Artificial intelligence (AI) may hit a dead end thanks to data shortages and technological limitations, according to a report of Bloomberg.
It’s been almost three years since generative AI burst onto the scene in the form of chatbots, AI image generators and music generators. Such a big leap forward has left many wondering what’s next.
So have excited tech companies and their shareholders Bloomberg reports that Google, OpenAI and Anthropic are all struggling to build more advanced AI.
According to Bloomberg’s sources, the model OpenAI is working on, Orion, is not meeting internal expectations. Likewise, Google’s latest iteration of Gemini isn’t much better than the previous one either. Anthropic also delayed the release of its Claude model.
One of the reasons cited is that “it has become increasingly difficult to find new, untapped sources of high-quality, human-made training data that can be used to build more advanced AI systems.”
It is truly fascinating. It is well known that AI companies have raked virtually all available data across the open web to build various models. It’s safe to bet that almost all photos are taken online for AI training purposes.
This is something I wrote about in June 2023 in which I pointed out that AI image generators cannot survive without fresh photography.
Bloomberg says that with all the open web scraped, tech companies are finding it hard to fill the gap. Some of them are turning to AI imaging, but researchers have found that this method has limitations. One study revealed this AI trained on computer-generated material turns to mush.

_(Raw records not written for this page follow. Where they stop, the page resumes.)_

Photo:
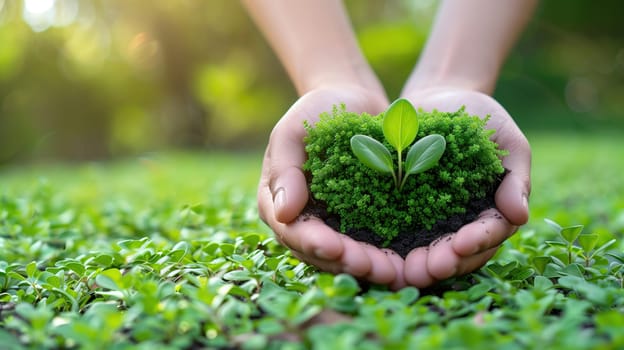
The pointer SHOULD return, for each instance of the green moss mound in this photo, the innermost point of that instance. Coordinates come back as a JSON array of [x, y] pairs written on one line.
[[365, 199]]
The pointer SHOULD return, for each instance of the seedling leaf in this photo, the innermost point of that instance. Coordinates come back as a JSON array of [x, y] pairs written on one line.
[[372, 153], [425, 154], [570, 233], [588, 241], [400, 124]]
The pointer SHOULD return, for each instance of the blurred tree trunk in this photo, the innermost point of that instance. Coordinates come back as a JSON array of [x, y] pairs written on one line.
[[185, 116]]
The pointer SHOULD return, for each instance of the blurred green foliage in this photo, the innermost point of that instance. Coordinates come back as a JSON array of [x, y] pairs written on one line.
[[84, 79]]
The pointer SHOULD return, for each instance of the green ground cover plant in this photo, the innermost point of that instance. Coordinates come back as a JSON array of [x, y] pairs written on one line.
[[453, 163], [167, 252]]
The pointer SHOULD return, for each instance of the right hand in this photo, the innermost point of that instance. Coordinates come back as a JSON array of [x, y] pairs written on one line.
[[283, 193]]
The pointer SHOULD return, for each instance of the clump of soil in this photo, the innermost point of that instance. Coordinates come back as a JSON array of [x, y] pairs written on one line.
[[406, 241]]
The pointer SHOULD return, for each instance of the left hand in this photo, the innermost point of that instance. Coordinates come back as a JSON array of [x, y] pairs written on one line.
[[475, 243]]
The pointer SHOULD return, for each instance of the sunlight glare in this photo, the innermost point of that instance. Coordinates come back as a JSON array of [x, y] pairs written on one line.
[[38, 7]]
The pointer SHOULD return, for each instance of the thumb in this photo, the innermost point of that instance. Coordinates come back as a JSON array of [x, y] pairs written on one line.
[[287, 182], [513, 193]]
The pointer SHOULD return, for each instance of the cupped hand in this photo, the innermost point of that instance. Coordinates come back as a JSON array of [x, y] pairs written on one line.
[[475, 243], [283, 193]]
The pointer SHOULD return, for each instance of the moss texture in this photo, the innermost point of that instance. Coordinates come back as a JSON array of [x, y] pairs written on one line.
[[366, 199]]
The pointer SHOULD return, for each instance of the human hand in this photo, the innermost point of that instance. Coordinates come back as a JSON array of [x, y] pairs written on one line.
[[475, 243], [282, 193]]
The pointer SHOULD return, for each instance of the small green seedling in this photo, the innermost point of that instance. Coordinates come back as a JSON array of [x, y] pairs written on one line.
[[400, 127]]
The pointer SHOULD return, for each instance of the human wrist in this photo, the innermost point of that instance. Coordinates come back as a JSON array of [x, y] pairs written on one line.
[[324, 72], [438, 77]]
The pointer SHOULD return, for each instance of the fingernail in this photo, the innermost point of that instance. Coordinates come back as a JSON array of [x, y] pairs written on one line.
[[525, 201], [279, 200], [319, 253]]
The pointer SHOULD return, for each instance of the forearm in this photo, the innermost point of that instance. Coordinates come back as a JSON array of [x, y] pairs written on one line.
[[314, 41], [469, 43]]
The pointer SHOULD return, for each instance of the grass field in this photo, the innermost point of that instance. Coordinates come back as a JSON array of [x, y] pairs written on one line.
[[166, 251]]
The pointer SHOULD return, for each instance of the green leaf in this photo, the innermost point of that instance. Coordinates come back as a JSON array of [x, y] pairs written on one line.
[[400, 124], [425, 154], [588, 241], [555, 226], [540, 262], [570, 233], [372, 153], [110, 279]]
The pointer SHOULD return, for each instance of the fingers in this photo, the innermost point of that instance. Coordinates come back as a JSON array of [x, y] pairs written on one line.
[[362, 261], [427, 265], [490, 230], [513, 193], [463, 252], [399, 266], [285, 178], [416, 273]]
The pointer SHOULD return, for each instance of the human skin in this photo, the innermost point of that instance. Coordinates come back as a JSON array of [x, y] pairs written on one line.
[[317, 46]]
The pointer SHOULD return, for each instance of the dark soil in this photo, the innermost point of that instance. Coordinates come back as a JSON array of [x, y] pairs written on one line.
[[404, 242]]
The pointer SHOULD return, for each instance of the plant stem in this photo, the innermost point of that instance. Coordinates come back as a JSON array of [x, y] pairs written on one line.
[[396, 182], [400, 169]]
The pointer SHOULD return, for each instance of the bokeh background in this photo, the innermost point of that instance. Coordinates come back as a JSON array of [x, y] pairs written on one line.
[[98, 79]]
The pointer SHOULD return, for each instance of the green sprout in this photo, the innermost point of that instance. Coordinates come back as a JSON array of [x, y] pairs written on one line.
[[400, 126]]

All this puts a damper on the dream of artificial general intelligence (AGI). It refers to hypothetical AI systems that are more intelligent than humans. OpenAI and Anthropic have both previously stated that AGI is close.
“The AGI bubble is bursting a bit,” Margaret Mitchell, chief ethics scientist at AI startup Hugging Face, tells me. Bloomberg. Mitchells says that AI companies will need to take “different training approaches” to achieve AGI.
“It’s less about quantity and more about quality and diversity of data,” adds Lila Tretikov, head of AI strategy at New Enterprise Associates and former deputy chief technology officer at Microsoft. “We can generate quant synthetically, but we struggle to get high-quality unique data sets without human guidance.”